Matthew Cox

Matthew Cox, 34, Community Worker, Leamington Circle

How did you hear about ABoB?

I was told about it by a friend of mine who was getting involved with ABoB. I was looking for something that could deepen my work and relationships both personally and professionally. I’d been doing projects with nature and education for some time, often with young people, and I want this work to evolve. I felt a bit isolated work-wise.

How was the ‘Beyond the Hero’ weekend for you?

I didn’t have any expectations. I hadn’t spoken to anyone about it. I was amazed by how immersive it was. It really excited me. I was challenged by where I was asked to go within myself. I was blown away by the other men and the breadth of their emotional literacy and their role modeling. That was inspiring and exactly what I’d been looking for.

What did you gain from it personally and professionally?

On a personal level, it helped me be able to listen to my feelings. I became more aware of what I was feeling. And it helped me understand what it takes to hold a safe space. This really had an impact on me. And I was so grateful for the offers of support when I was in a difficult place. That made such a difference.

Was it a completely new experience for you?

No – I’d done personal development work and these projects with nature and young people but the design of it was completely different. And the depth of connection. Also, it led me into thinking about who I was as a man, which I’d never really considered before. This was a different sort of masculinity to the one that society seems so often obsessed with. This is a much more rounded masculinity with different core values.

Did you go to the weekly meetings afterwards?

Yes, I went regularly to the meetings. What I appreciated was meeting with such a variety of men from different backgrounds and different ages. That was a change for me.

What did you get from these meetings?

A really strong sense of purpose. I felt an energy to be part of ABoB in a bigger way too. I wanted to make a contribution back into society in this way. And it also propelled me in my other work.

What effects did it have on your other relationships?

My relationship with my parents had been changing for some time but being in ABoB has definitely supported these changes. It has helped me deepen my friendships outside ABoB. One of my other best friends is also involved now with ABoB. I have become more open emotionally which feels good. And easier. It’s easier now to have difficult conversations about difficult topics like mental well-being and what’s really going on for us. I’ve also just started a new relationship after being intentionally single for a few years. I’m more aware now of what I need from a healthy relationship. And also what I can give to it.

Did you become a mentor?

I did and it was a real challenge in all sorts of ways. I work with young people so I thought I knew how to communicate but I had to deal with my own expectations mainly. And I got support with this. If he didn’t seem to be getting a lot out of the experience, I learnt that it was enough that he was turning up. I was having my own mentoring at the same time, which really helped.
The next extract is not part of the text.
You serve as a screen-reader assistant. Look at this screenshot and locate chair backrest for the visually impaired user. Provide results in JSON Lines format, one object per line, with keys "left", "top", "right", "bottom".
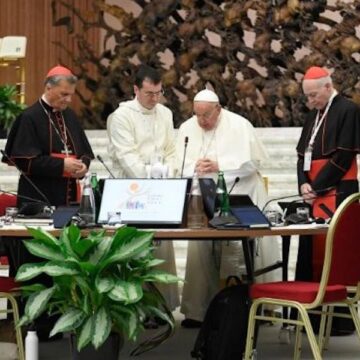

In the end I thought I dealt with it very well. I didn’t give up and it didn’t become too much. And I didn’t jump in and try to solve everything for him either. That was hard! I had to work hard on myself not to judge him for not making “enough” progress and not to take it personally.

How did your mentor support you?

It meant I had time to reflect and check that I was making the right calls with my mentee. It was really useful to have. I learnt a lot. I also reflected that a mentor at work would have been very useful too.

How do you see your future with ABoB?

I’m really excited by all the trainings on offer and want to do them but I’ve decided to slow down. I’m still young and there will be time for all of that. I’m finding a balance. I love the feeling of purpose it has given me and I’m focusing on bringing that more into my wider work with young people and communities.